Kerby Anderson
A case before the Supreme Court should give a significant boost to religious schools. This month, the High Court heard oral arguments on the case from Maine. That state has one of the country’s oldest school choice programs. Unfortunately, religious schools are excluded. That may change when the justices hand down their ruling next year.
The educational program in Maine provides tuition for students who live in rural areas that don’t have a local school. Parents are allowed to pick a school for their children and use public funds to pay for the tuition.
The Nelson family wanted to have their child attend Temple Academy. It is “fully accredited” and also satisfies the state’s “compulsory education law.” But it is a religious school that also has biblical views about topics like homosexuality. That is why the state would not provide funds for their child to attend this religious school.

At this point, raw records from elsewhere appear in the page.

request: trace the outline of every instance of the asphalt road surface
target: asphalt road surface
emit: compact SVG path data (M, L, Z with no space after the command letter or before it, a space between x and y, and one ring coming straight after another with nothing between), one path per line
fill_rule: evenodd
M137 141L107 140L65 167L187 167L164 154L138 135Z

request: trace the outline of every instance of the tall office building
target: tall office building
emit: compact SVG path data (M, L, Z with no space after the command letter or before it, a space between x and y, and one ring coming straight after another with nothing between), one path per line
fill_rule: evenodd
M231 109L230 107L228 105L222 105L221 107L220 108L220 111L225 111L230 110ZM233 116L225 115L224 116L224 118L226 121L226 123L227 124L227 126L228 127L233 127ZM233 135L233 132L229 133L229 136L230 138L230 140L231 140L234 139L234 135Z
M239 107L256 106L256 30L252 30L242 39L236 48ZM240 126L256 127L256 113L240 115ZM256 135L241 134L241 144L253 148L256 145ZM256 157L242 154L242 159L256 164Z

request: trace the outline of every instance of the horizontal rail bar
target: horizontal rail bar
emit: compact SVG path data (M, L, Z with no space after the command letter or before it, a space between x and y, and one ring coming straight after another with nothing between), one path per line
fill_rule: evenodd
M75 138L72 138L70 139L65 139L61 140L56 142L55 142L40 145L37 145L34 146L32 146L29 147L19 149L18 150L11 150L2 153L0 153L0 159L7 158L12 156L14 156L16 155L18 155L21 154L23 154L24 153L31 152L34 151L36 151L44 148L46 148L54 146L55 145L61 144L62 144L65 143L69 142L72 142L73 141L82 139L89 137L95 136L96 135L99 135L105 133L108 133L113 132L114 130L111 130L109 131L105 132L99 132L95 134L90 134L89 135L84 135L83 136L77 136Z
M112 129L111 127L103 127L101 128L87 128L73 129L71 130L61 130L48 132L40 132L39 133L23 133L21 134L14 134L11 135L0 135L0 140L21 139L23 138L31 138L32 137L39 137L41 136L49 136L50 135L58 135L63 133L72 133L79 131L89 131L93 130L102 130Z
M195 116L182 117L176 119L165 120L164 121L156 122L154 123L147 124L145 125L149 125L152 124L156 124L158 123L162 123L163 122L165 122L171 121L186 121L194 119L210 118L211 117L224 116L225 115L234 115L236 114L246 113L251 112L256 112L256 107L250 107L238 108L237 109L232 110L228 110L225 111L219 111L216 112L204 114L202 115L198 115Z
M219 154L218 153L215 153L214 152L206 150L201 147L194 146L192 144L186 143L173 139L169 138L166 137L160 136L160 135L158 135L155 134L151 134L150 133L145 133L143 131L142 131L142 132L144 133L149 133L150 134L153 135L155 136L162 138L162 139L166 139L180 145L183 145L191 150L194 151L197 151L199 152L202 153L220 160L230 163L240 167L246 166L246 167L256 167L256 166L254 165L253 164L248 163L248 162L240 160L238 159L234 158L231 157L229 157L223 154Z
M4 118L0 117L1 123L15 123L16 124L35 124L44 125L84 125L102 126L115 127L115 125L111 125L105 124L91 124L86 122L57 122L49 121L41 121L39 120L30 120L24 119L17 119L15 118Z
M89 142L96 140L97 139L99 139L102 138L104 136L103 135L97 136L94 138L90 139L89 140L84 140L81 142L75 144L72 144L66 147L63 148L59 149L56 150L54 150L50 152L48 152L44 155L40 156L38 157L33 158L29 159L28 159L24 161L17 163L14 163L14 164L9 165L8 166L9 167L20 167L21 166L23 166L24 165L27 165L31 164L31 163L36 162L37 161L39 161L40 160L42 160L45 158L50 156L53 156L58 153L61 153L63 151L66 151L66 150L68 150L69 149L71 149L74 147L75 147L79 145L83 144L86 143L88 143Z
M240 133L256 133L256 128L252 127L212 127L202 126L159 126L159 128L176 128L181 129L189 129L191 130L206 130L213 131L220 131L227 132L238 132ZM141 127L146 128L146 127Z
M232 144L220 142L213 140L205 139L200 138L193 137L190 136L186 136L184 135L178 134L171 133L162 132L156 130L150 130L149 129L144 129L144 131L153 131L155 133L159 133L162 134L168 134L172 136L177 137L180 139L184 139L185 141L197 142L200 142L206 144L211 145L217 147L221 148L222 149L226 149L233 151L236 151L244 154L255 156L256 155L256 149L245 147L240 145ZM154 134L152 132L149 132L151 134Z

The case was brought before the Supreme Court by First Liberty Institute, which is led by Kelly Shackelford. When he was on radio with me, I mentioned that it appeared that the Supreme Court had already ruled on a similar issue in the case Espinoza v. Montana. I did a commentary about that case less than two years ago.
Maine tried sidestepping that ruling by arguing that they weren’t denying funds based on the religious “status” of a school. They would provide tuition help to religious organizations but refuse to allocate them for a “religious use.” I have suggested this distinction between “status” and “use” is a classic case of making a distinction without a difference.
Many of the justices didn’t buy this argument either. I think the court will rule in favor of the family and ultimately in favor of religious schools. This may be another important victory for religious liberty.